Deere & Co. will report its fourth-quarter earnings next Wednesday, November 25. In a preview to the release and conference call, Ann Duignan, machinery analyst for JP Morgan provided some insight into what news may be forth coming when the world’s largest manufacturer of farm machinery releases its earnings report.

Compared with other heavy equipment manufacturers year to date, Duignan says that Deere’s stock has underperformed its peers, which is up 28% vs. S&P Machinery Index, which is up 39%.

“Having said that, we note the stock has performed better than we had expected, given that the agricultural fundamentals are weak/mixed at best,” says Duignan. “It seems that investors want to look through 2010 and focus, instead, on the long term trends which admittedly look brighter.”

Duignan says a the JP Morgan and Deere & Co. hold differing views when it comes to ag fundamentals and markets during the next year.

For example, she says, “Deere expects U.S. farm cash receipts to recover in 2010, we are less bullish.”

The company expects U.S. farm cash receipts to be $309.3 billion in 2010 (vs. $298 billion estimated for 2009, and a peak of $334.0 billion in 2008).

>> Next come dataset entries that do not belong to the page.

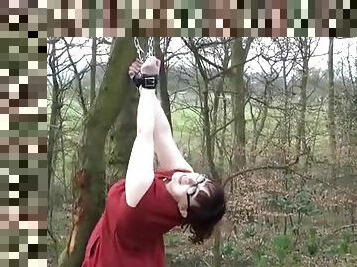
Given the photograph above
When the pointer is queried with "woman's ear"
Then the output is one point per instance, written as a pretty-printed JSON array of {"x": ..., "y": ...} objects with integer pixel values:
[{"x": 183, "y": 211}]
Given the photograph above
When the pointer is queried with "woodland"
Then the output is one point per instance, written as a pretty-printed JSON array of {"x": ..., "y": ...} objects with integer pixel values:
[{"x": 274, "y": 120}]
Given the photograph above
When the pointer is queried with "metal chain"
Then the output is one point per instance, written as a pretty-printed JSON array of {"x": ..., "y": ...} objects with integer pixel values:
[
  {"x": 140, "y": 51},
  {"x": 151, "y": 46}
]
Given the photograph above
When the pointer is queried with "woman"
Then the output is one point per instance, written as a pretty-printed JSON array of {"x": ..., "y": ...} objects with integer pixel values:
[{"x": 148, "y": 203}]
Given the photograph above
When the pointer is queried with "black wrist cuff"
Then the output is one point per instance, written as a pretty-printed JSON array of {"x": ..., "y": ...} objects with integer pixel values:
[{"x": 146, "y": 81}]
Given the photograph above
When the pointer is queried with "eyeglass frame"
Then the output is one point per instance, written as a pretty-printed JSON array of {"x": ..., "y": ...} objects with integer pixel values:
[{"x": 199, "y": 181}]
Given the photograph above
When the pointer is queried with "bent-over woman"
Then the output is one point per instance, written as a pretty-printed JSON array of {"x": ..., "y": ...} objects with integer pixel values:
[{"x": 148, "y": 203}]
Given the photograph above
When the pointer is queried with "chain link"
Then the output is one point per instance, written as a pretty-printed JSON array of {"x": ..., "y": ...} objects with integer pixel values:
[
  {"x": 151, "y": 46},
  {"x": 140, "y": 51}
]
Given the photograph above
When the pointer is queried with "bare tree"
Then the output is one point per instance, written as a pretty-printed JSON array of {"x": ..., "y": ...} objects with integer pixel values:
[{"x": 89, "y": 179}]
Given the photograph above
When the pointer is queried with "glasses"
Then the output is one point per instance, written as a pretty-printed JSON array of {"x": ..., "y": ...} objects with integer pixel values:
[{"x": 193, "y": 188}]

“We expect cash receipts to be $297 billion in 2010 (vs. $296.6 estimated for 2009), given our less optimistic outlook for the livestock sector, and thus the expected decline in Grain Consuming Animal Units (GCAU's). As such, we expect North American equipment sales to remain weak in 2010.”

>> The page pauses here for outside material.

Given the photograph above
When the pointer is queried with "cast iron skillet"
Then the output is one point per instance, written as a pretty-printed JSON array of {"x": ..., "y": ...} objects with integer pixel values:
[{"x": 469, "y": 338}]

Duignan also cites he rapid and continued deterioration in European equipment sales as being a major hurdle for Deere to contend with in 2010.

The pace of the falloff has intensified last quarter, according to Duignan. “Central and Eastern European demand also remains very weak, as both financing and the fundamentals for local farmers remain under pressure.

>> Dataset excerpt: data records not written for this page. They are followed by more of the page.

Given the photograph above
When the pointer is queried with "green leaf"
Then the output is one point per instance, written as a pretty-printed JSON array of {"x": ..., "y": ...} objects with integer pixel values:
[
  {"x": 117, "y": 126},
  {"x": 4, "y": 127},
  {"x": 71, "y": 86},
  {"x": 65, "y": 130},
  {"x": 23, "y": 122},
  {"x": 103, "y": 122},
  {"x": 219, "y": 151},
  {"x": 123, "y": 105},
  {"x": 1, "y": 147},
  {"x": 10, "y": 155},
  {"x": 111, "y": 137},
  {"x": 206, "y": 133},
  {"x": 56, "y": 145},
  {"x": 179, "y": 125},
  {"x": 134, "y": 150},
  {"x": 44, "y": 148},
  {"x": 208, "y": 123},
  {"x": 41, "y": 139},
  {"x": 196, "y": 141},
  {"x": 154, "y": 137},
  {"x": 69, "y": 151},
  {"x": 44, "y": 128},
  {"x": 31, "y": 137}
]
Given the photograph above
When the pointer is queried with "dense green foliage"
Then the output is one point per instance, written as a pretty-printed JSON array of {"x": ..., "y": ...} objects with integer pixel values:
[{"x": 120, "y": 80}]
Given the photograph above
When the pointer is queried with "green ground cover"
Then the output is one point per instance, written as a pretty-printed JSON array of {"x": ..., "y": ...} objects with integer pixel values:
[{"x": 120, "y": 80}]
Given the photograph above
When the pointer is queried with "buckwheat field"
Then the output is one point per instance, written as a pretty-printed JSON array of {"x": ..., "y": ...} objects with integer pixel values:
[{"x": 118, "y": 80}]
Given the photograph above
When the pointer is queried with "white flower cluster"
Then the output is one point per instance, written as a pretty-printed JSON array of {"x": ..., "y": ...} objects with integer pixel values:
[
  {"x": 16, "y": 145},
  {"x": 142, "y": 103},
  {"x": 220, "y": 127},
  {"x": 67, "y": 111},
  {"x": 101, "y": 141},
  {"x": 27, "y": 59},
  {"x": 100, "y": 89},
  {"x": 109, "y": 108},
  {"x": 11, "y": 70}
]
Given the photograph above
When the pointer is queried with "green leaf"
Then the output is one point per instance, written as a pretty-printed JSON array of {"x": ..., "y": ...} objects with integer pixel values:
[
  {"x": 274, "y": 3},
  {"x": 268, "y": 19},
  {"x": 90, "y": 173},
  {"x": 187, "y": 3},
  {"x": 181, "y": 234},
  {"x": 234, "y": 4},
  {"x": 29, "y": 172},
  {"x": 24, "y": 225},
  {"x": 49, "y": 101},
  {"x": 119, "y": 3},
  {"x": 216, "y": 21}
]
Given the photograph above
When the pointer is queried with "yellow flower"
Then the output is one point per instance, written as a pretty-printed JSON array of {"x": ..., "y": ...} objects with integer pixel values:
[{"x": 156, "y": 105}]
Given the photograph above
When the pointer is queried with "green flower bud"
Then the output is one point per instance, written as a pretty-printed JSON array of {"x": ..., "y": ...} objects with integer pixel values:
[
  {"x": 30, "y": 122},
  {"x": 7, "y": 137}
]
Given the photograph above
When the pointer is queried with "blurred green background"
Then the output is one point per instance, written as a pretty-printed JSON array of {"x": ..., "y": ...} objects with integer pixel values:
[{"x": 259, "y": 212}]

“We noticed very aggressive financing terms for combines and large tractors at Agritechnica last week (0.49% for Deere combines; 0% financing for Case IH tractors). Additionally, according to the VDMA (German Agriculatural Equipment Assn.) Russia is considering even more stringent restrictions on foreign suppliers. As a result, we are not optimistic that an early recovery will occur in the region.”

Farm equipment makers will also have to contend with a difficult market in South America, though Duignan notes that fundamentals are improving, but a high level of concern for its currency is growing.

“No question that government financing has been supportive of equipment purchases, especially for small horsepower tractors. However, combines are still down year-over-year as crop farmers are still struggling with the weakening dollar and stronger Brazilian Real,” she says.